The kind of art Yue Minjun creates is far from obvious. In fact, lack of literality is common among many contemporary Chinese artists. Allusions, complicated and convoluted symbolics, and surrealist depictions – each of these artistic strategies can be likened to a smoke screen, concealing the artists’ true intentions. It protects them from facing serious repercussions, as critiquing the regime is virtually forbidden and political dissidents in the PRC risk persecution and imprisonment.
His work is often included under Cynical Realism – a forceful movement that emerged in China as a reaction to the socio-political turmoil of 1989 and the Tiananmen Square massacre of anti-regime protesters. However, Minjun refuses labelling and simple categorizations; he sees his art as universal, not confined to the genres of political commentary and satire.
This universal dimension is clearly visible in his works that unapologetically reference the masterpieces of European painting. There’s a version of Manet’s Luncheon on the Grass, another picture where he inserts himself into one of Ingres’ iconic female portraits, and even occasions where he models his alter ego as the resurrected Christ. While the pieces of art he quotes on his canvases change like a kaleidoscope, all of them share a common denominator of a laughing man.
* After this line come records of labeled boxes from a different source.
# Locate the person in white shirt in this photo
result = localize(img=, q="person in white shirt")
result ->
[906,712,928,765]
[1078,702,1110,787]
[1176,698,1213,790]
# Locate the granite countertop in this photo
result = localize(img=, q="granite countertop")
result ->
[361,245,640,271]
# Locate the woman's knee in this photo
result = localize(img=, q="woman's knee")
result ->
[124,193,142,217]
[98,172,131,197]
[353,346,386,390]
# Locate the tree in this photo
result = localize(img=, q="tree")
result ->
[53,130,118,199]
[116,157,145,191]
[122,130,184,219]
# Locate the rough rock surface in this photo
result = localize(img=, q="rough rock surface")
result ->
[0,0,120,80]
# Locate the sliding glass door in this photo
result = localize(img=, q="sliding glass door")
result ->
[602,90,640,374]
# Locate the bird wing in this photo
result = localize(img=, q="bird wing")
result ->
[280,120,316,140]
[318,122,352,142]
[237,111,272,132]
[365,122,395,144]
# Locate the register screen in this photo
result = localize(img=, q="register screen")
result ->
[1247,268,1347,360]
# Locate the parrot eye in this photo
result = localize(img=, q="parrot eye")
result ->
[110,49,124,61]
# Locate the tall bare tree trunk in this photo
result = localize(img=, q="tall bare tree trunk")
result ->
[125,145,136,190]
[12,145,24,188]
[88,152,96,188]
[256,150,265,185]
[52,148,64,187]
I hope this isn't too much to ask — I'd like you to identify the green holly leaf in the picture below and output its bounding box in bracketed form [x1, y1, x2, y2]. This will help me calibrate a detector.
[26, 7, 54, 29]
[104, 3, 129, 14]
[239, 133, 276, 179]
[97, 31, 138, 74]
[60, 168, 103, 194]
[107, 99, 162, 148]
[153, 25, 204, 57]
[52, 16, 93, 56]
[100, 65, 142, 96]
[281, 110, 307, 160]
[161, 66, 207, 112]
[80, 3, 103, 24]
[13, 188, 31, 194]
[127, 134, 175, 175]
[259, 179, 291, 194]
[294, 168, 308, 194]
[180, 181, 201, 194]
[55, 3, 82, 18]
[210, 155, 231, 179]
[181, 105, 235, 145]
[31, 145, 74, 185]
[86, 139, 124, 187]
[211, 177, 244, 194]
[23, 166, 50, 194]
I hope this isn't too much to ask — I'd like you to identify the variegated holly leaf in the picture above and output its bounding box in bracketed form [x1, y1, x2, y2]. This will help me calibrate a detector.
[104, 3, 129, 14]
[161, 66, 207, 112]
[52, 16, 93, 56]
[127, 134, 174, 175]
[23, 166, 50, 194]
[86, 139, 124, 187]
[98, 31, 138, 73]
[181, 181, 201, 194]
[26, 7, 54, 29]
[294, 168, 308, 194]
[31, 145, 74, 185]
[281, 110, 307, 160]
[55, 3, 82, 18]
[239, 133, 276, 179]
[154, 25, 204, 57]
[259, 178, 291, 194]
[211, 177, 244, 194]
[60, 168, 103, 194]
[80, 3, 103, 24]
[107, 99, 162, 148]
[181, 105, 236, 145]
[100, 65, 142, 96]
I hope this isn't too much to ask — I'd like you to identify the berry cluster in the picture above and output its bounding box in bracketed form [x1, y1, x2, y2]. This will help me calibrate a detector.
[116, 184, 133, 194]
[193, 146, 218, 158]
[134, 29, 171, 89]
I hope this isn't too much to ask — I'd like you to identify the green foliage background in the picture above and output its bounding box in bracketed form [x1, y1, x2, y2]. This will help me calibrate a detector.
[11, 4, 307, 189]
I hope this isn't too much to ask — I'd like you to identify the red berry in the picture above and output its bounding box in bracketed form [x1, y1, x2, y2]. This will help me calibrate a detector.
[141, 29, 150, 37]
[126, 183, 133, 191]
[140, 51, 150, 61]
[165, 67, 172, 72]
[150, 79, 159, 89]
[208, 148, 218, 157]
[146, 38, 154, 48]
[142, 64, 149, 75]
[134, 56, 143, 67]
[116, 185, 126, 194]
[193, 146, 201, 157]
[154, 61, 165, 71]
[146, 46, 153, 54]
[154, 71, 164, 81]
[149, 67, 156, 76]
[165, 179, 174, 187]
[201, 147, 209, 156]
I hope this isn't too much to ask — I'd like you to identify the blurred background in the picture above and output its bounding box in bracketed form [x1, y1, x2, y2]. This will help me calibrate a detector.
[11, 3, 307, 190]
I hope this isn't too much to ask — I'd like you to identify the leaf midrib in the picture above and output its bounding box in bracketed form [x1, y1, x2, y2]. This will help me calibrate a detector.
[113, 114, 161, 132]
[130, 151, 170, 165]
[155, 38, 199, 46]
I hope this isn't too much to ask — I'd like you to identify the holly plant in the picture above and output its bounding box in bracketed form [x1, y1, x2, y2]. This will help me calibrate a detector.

Who is he and why does his laughter not feel joyful at all? Behind the pink-skinned face and teeth-baring grin is the artist himself. His artificial, forced smile seems to be an expression of helplessness and bitterness. It appears as a last resort in a difficult situation that cannot be changed. His laughter reveals the absurdity of political regimes and the bloody chapters of human history. But the grinning Minjun appearing on famous Western paintings also draws our attention to how laughable the old conventions of art and composition seem today. By doing so, he challenges our perception of these cult masterpieces.
Minjun laughter carries a cathartic, transformative power. If a single person laughs maniacally out of helplessness, they’re alone. However, if more people find the same situation absurd, together they stand a chance of changing what was previously deemed immutable.